Another challenge in this project was accounting for the nuances within the ‘long list’, while also seeking to reduce the unmet needs to a number that roundtables could feasibly assess and prioritise. The coding frameworks lacked sufficient clinical input, and some decisions about when to lump or split categories were made by research team members without extensive clinical expertise in the topic areas. Nonetheless, roundtable participants did have opportunities to discuss the ‘lumping and splitting’ of unmet needs. This underlines the importance of deliberating prioritisation findings rather than solely focusing on the numerical rankings. Future research could further optimise the categorisation or deduplication step of the prioritisation process. Drawing upon established taxonomies specific to the topic area, for example, could add rigour to data analysis.

This project is well-aligned with the Australian Government’s ambition to effectively engage the public in policy development and program design. It builds on existing community-focused activities required by legislation supporting the Medical Research Future Fund (MRFF), an AUD 20 billion Australian investment. Every two years, the Australian government invites public submissions to inform the priorities of the MRFF and ensure that community voices inform the global setting of MRFF priorities. The current project translates similar prioritisation principles to a more granular, operational level.
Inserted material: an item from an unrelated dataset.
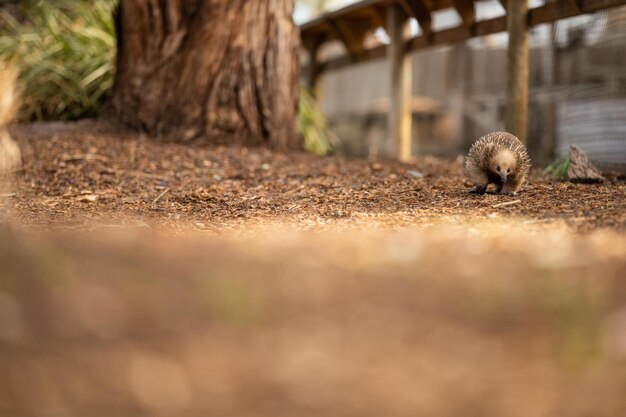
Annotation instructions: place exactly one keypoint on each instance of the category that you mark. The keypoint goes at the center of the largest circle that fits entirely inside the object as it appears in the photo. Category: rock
(581, 169)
The Australian Public Service’s Framework for Engagement and Participation states that engaging with members of the public goes beyond disseminating policy decisions or submission-based consultations [19]. This project demonstrates how this advice can be actioned by incorporating other forms of community involvement. Community representatives contributed to the long-listing process, prioritising unmet needs, and in roundtable discussions. Such involvement brings the community one step closer to shaping research that is relevant for them.

Conclusions

The impact of this research is twofold. First, the research findings had an immediate, visible, and non-trivial influence on the TTRA program funding calls, which totalled approximately AUD 25 million. Second, this project demonstrates how government can embed a prioritisation process in, and use it to help shape, funding decisions. The problem of ‘what to fund’ is not unique to the TTRA program, nor to Australia. This feasible, reproducible, collaborative, and transparent approach could be useful for other funding bodies and policy makers in setting future funding and policy agendas. When resources are limited, evidence-based prioritisation methods such as this one can be used to maximise impact.